Even if you're not the crafty type, it's important to think carefully about what materials you're buying and where you're buying them from. Recycled textiles or organic cotton are ideal for making your own gifts, but when purchasing ready-made presents like throws or pillows, take a look at the item's tag for extra information. You'll find some perfect eco-friendly gifts on sites like Etsy and best of all, purchasing from somewhere like this means you're supporting small businesses and craftspeople - look out for your local Christmas markets too for some truly unique finds that will help those independent traders near you. 
Re-think your wrap
A quiet evening at home wrapping presents is a wonderful way to spend a winter weekend. With a mulled wine in one hand and some festive music playing in the background, you can while away the hours wrapping the gifts you've collected over the Christmas build-up. 
A lot of attention can go into wrapping, with some presents adorned with oversized ribbons, stickers and tinsel but did you know that shiny wrapping paper can't be recycled? Instead, opt for brown paper or used newspapers tied together with brown ribbon. This eco-friendly way to wrap will give your gifts a natural and authentic style, mimicking a traditional Christmas look. You could even attach some dried orange slices or cinnamon sticks on top of the parcels to still ensure your gifts are decorative. 
Twinkling lights
Over the Christmas period, our homes can look like Santa's Grotto, with lights twinkling in every corner of the room. But during this busy time it can be easy to forget to switch them off, leaving them on throughout the night and while we're away at work, which can waste a lot of electricity. 

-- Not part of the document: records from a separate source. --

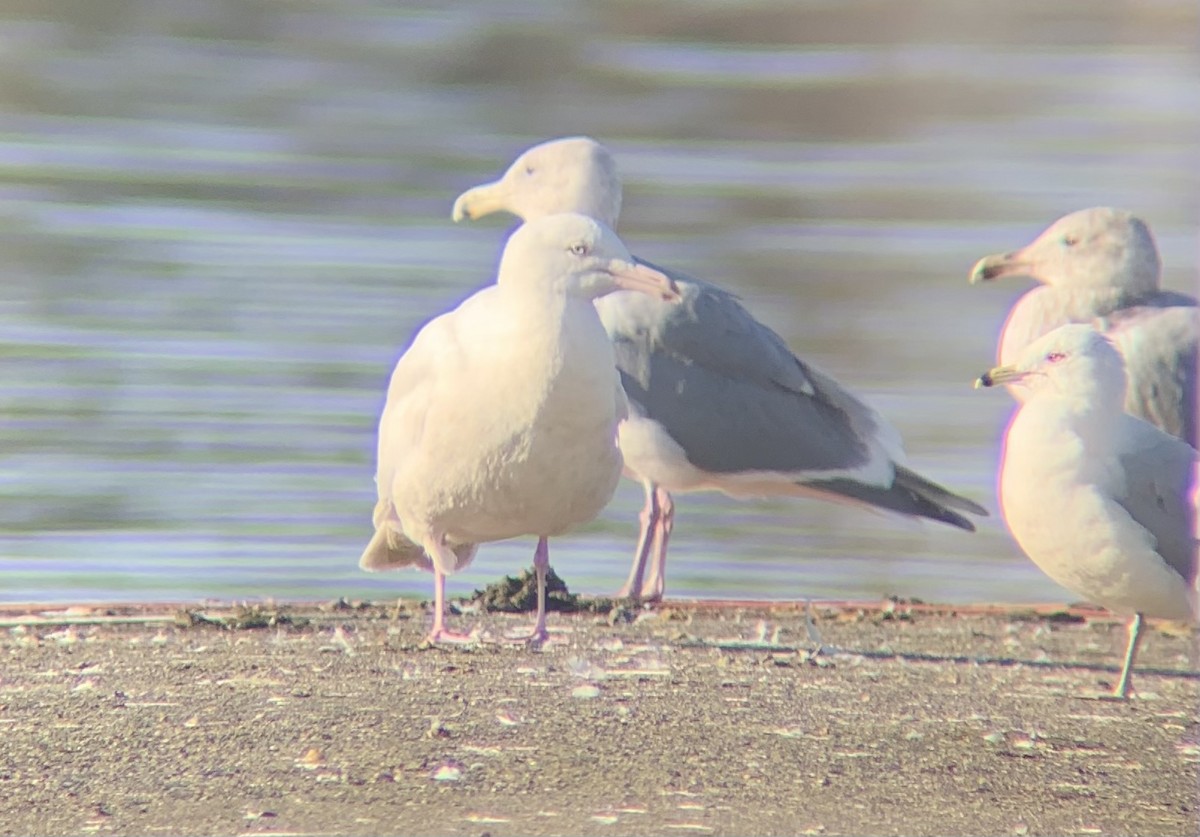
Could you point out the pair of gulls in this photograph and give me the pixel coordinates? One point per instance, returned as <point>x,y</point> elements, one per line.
<point>516,413</point>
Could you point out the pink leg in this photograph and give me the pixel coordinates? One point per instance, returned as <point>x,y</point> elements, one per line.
<point>540,565</point>
<point>657,583</point>
<point>438,633</point>
<point>649,518</point>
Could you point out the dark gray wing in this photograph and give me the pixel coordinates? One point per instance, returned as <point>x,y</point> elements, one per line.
<point>730,392</point>
<point>1159,471</point>
<point>1159,343</point>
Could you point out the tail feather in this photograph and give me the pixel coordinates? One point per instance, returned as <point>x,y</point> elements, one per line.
<point>935,493</point>
<point>909,494</point>
<point>387,551</point>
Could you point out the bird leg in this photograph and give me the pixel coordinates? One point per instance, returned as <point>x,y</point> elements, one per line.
<point>657,582</point>
<point>649,518</point>
<point>1122,688</point>
<point>438,633</point>
<point>540,566</point>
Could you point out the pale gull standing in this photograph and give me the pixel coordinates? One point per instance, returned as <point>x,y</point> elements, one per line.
<point>502,415</point>
<point>718,402</point>
<point>1098,499</point>
<point>1101,265</point>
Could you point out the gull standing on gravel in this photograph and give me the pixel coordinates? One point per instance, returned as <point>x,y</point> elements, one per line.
<point>718,402</point>
<point>502,415</point>
<point>1098,499</point>
<point>1101,265</point>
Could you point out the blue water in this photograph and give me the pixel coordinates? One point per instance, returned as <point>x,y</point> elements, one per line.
<point>222,223</point>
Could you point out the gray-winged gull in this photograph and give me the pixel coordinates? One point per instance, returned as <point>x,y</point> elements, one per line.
<point>1098,499</point>
<point>502,415</point>
<point>718,402</point>
<point>1101,265</point>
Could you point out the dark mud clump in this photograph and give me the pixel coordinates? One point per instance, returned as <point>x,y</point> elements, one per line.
<point>520,595</point>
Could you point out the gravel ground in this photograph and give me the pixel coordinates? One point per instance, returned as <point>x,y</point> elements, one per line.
<point>688,718</point>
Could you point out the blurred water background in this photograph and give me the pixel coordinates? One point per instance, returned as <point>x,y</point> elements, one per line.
<point>223,220</point>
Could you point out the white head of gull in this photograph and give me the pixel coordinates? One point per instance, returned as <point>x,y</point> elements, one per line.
<point>1098,499</point>
<point>718,402</point>
<point>1101,266</point>
<point>502,415</point>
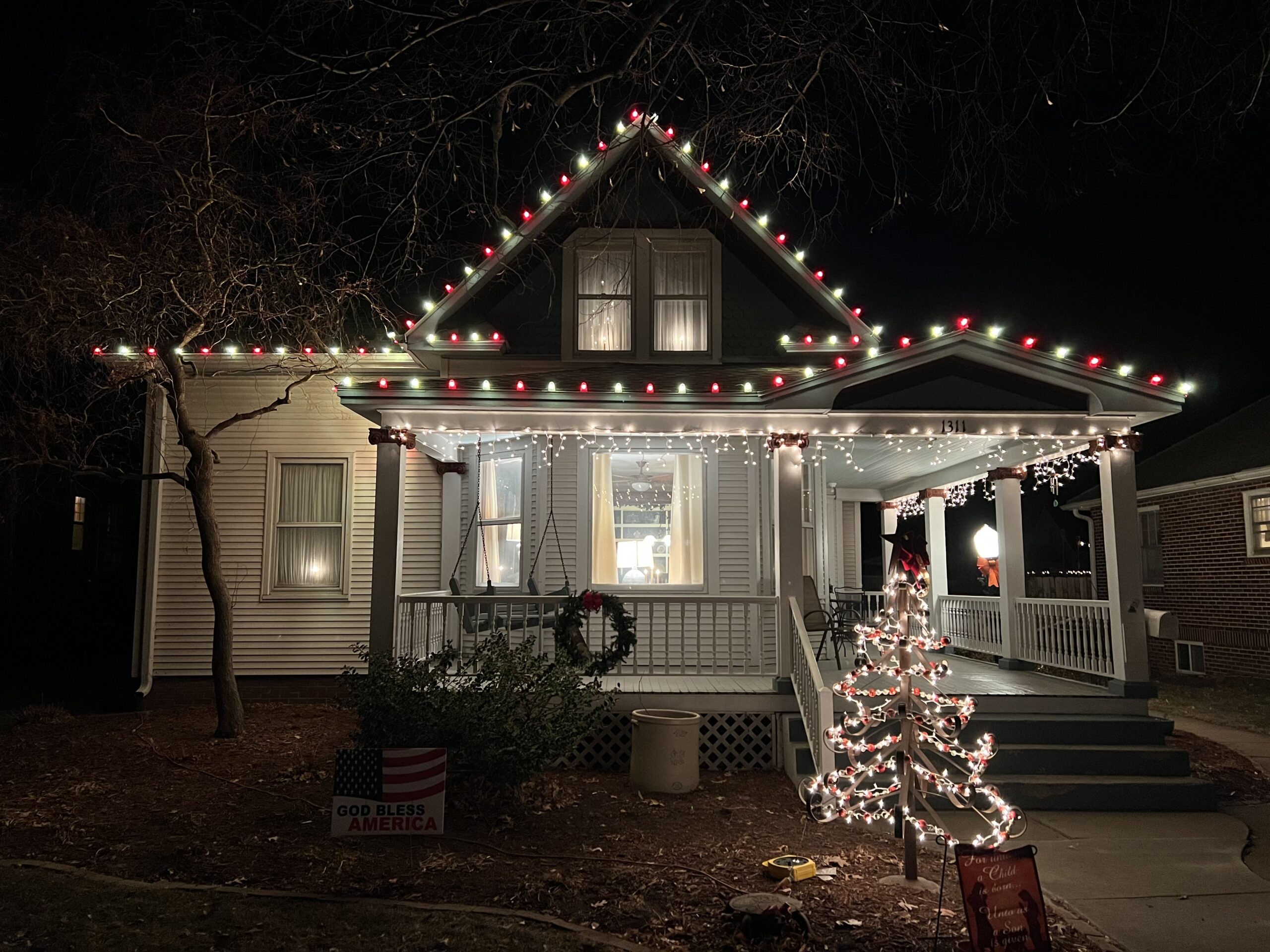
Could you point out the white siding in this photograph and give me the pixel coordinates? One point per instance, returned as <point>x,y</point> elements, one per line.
<point>271,636</point>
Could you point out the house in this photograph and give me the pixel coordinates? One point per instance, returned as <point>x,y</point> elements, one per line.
<point>649,388</point>
<point>1205,522</point>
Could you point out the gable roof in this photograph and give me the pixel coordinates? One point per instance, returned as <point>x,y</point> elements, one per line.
<point>717,192</point>
<point>1232,445</point>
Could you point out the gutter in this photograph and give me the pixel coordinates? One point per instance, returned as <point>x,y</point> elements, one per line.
<point>148,543</point>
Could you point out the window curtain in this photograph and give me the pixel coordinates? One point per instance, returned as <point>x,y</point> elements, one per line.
<point>309,542</point>
<point>681,314</point>
<point>688,534</point>
<point>604,535</point>
<point>604,300</point>
<point>501,499</point>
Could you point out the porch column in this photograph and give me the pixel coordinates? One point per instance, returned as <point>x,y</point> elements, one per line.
<point>390,446</point>
<point>451,485</point>
<point>938,550</point>
<point>889,526</point>
<point>786,451</point>
<point>1119,488</point>
<point>1010,561</point>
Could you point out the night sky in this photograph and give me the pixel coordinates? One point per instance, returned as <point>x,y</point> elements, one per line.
<point>1164,272</point>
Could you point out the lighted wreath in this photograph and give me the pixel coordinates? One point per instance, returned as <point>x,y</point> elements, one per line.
<point>571,643</point>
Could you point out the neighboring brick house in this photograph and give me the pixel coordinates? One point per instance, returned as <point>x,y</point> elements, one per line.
<point>1205,529</point>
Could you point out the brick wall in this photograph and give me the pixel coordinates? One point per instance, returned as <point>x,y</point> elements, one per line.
<point>1219,595</point>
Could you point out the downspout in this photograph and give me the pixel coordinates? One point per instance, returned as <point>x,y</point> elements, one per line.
<point>1094,552</point>
<point>148,543</point>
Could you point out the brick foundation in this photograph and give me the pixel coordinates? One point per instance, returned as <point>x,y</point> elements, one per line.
<point>169,692</point>
<point>1219,595</point>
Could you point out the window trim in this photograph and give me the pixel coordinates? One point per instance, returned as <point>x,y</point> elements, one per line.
<point>642,241</point>
<point>1142,549</point>
<point>1189,647</point>
<point>709,525</point>
<point>1249,534</point>
<point>475,564</point>
<point>273,483</point>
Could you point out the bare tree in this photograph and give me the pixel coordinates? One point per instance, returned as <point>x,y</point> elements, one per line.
<point>183,229</point>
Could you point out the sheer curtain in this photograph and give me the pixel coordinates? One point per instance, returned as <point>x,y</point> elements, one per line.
<point>604,300</point>
<point>688,534</point>
<point>309,549</point>
<point>501,500</point>
<point>680,290</point>
<point>604,536</point>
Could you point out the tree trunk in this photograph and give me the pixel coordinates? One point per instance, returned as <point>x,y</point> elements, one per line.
<point>200,473</point>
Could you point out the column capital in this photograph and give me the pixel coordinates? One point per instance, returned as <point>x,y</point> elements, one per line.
<point>786,440</point>
<point>1117,441</point>
<point>380,436</point>
<point>1008,473</point>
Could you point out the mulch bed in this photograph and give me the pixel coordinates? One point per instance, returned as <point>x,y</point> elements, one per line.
<point>96,794</point>
<point>1237,780</point>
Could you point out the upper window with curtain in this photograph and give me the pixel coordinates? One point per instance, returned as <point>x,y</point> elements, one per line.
<point>644,295</point>
<point>502,481</point>
<point>309,529</point>
<point>647,520</point>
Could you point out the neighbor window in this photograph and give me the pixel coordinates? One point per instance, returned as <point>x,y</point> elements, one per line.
<point>78,525</point>
<point>310,527</point>
<point>1191,658</point>
<point>645,294</point>
<point>605,280</point>
<point>647,520</point>
<point>501,490</point>
<point>1152,556</point>
<point>1257,520</point>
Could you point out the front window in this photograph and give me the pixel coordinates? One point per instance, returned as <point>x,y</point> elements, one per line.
<point>1152,555</point>
<point>309,527</point>
<point>647,526</point>
<point>501,488</point>
<point>605,278</point>
<point>681,298</point>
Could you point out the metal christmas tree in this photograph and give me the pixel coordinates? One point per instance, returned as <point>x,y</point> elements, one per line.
<point>903,737</point>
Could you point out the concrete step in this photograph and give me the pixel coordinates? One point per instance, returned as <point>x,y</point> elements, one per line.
<point>1107,792</point>
<point>1070,729</point>
<point>1090,760</point>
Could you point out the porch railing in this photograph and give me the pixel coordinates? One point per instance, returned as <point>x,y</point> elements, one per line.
<point>815,697</point>
<point>972,622</point>
<point>1066,634</point>
<point>676,635</point>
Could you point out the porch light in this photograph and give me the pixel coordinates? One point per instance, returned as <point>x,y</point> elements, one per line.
<point>986,543</point>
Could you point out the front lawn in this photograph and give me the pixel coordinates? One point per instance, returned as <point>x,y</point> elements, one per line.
<point>101,794</point>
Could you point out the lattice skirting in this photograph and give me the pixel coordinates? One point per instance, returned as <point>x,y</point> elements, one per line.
<point>729,742</point>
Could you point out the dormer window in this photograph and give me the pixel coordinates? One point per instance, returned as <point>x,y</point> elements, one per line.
<point>649,295</point>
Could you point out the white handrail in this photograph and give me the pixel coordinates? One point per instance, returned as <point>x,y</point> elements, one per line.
<point>815,697</point>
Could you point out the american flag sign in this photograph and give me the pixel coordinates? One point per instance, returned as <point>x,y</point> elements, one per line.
<point>395,790</point>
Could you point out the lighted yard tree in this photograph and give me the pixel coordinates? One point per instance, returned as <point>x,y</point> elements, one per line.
<point>903,737</point>
<point>180,225</point>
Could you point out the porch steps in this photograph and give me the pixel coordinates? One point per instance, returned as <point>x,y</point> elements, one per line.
<point>1067,762</point>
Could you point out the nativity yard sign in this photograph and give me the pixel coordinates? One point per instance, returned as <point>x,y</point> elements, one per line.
<point>395,790</point>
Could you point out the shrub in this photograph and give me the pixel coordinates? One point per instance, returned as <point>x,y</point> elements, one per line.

Opting for LED Christmas lights uses less energy ans they're far more durable and long-lasting than incandescent lights too. They also don't burn out and don't get as hot, so they're a lot safer for our homes. 
Festive leaftover feast
With so many family gatherings and visits from friends and neighbours, it can be hard to do anything but eat; continually dishing out cheese boards, trifles and mince pies aplenty. For a long time, Christmas has been a period of over-eating, with millions of Brits throwing away an estimated 270,000 tonnes of food waste each year - that's two million turkeys, five million Christmas puddings and over 74 million mince pies. 
Instead of throwing away the food that gets left behind, whip up some delicious leftovers - everything from roast beef or turkey curries to trifles made of crumbled mince pies can be enjoyed from your Christmas dinner over spill. For unopened store-cupboard items you bought for the festive season, including canned fruits, why not box them up and take them to your nearest food bank?